The Birds And The Bees, Part 1
You Are Their Model
Many people ask me how should they talk to their children about sex. My short answer is parents and their children must have an ongoing lifelong dialogue and not a one-time conversation. This next series of posts are designed to help you open your mind to new ideas and different ways of thinking about how to handle this challenging issue with your kids.
Think about this for a second —— “How did you learn about sex when you were a kid?” Reflect back to those awkward years between sixth, seventh and eighth grade—— kids were talking about sex. You had questions and maybe you asked a trusted friend or sibling. Maybe you saw things on TV, the JCPenney catalog, or if you were lucky you found a copy of the Sports Illustrated Swimsuit Edition. Some kids even performed the 1980’s version of Googling and found an encyclopedia to look things up. The key here is that you found ways to get the answers to the questions on your mind. You filled the void.
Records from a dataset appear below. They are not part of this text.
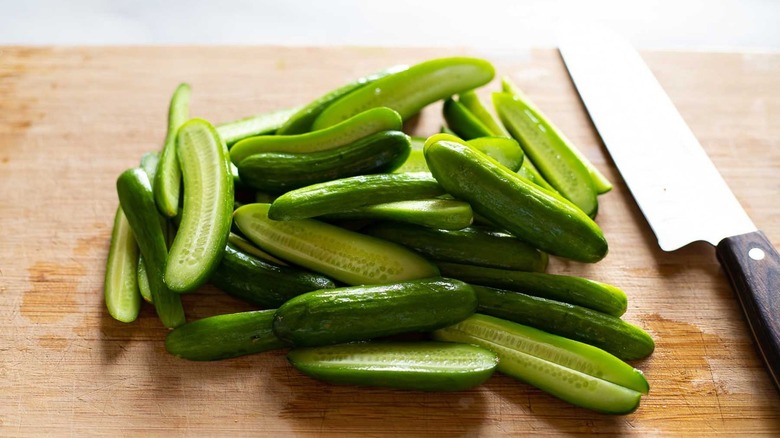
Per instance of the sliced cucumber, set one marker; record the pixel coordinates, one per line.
(572, 371)
(208, 206)
(121, 287)
(422, 366)
(344, 255)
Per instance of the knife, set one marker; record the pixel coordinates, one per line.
(676, 185)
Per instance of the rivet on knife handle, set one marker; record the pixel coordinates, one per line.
(753, 267)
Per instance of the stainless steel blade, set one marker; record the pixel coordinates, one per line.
(676, 185)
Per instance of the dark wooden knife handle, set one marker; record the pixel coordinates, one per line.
(753, 267)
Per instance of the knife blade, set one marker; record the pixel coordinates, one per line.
(677, 187)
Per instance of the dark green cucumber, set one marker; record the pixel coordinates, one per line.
(207, 210)
(472, 245)
(542, 219)
(333, 316)
(422, 366)
(360, 126)
(137, 201)
(343, 255)
(601, 330)
(224, 336)
(259, 124)
(347, 193)
(261, 283)
(410, 90)
(120, 289)
(572, 371)
(280, 172)
(594, 295)
(446, 214)
(301, 121)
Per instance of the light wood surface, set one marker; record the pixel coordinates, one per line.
(71, 119)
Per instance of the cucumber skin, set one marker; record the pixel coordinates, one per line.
(261, 283)
(280, 172)
(594, 295)
(547, 222)
(470, 245)
(607, 332)
(353, 192)
(396, 375)
(224, 336)
(334, 316)
(135, 196)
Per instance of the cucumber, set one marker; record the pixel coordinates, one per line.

So what do our kids do in 2019 to find the answers they have about sex? Our multitasking, Facebooking, iPad playing, Tik Toking, Netflix watching, Intagram posting, Snapchatters have immediate access to information. Just like us they have questions about sex, but the difference is they live in a world of information overload. They are one click away from answers to any question. So specifically, how do kids learn about sex? They learn a little bit in school in health class. They learn from their friends. They learn from other media, TV shows, and music. Most importantly, kids learn a ton from the Internet
Despite all of this access to information what actually influences their decisions? The answer is YOU——The parents. Here is the good news. Parents still matter. Study after study shows this crosses socioeconomic, cultural and racial barriers. The number one influence on what a child believes, and ultimately is going to do about sexuality, actually comes from you. It’s good to know we parents still matter because sometimes it does not feel that way.
Parents are the model for their children. From the time they are born, your children watch everything you do. They are learning about sex from you all day every day, even when you think they’re not watching. They watch what happens when one parent comes home from work. How did you greet each other? They notice the intimacy, the engagement, the hugs. They see and feel the love a couple expresses for one another. They notice your reactions and emotions. What happened in a movie when there was a romantic moment? How did you react? When mom and dad are talking about other people’s relationships, they’re listening. When an inappropriate joke comes up in a movie or TV show they watch your response. You are their model.
I once heard a speaker described adolescent sexuality with this metaphor. Think of yourself walking down a long hallway with all of these curtains. As you take a step forward, you pull back the curtain and you answer certain questions. As your child gets older you walk further down the hallway and you pullback the next curtain and the next and the next. This is a great illustration of the ongoing dialogue we must have with our children. I believe children are prepared to understand any question they ask. If your child asks you a question then answer it on their level. Don’t be embarrassed or shameful. Since I’m an OB/GYN, you can imagine dinner conversation at my house is often very interesting. So my kids at a very young age asked me, how do you get the babies out? When they were young, the answer was simple. “When the baby is ready to be born, it sends a signal to come out between the mommy’s legs and sometimes I make a cut to help the baby come out through the mommy’s stomach.“ That was the answer when they were young. As they got older, I was able to explain in different language exactly what my job entails. Answer the question that they have.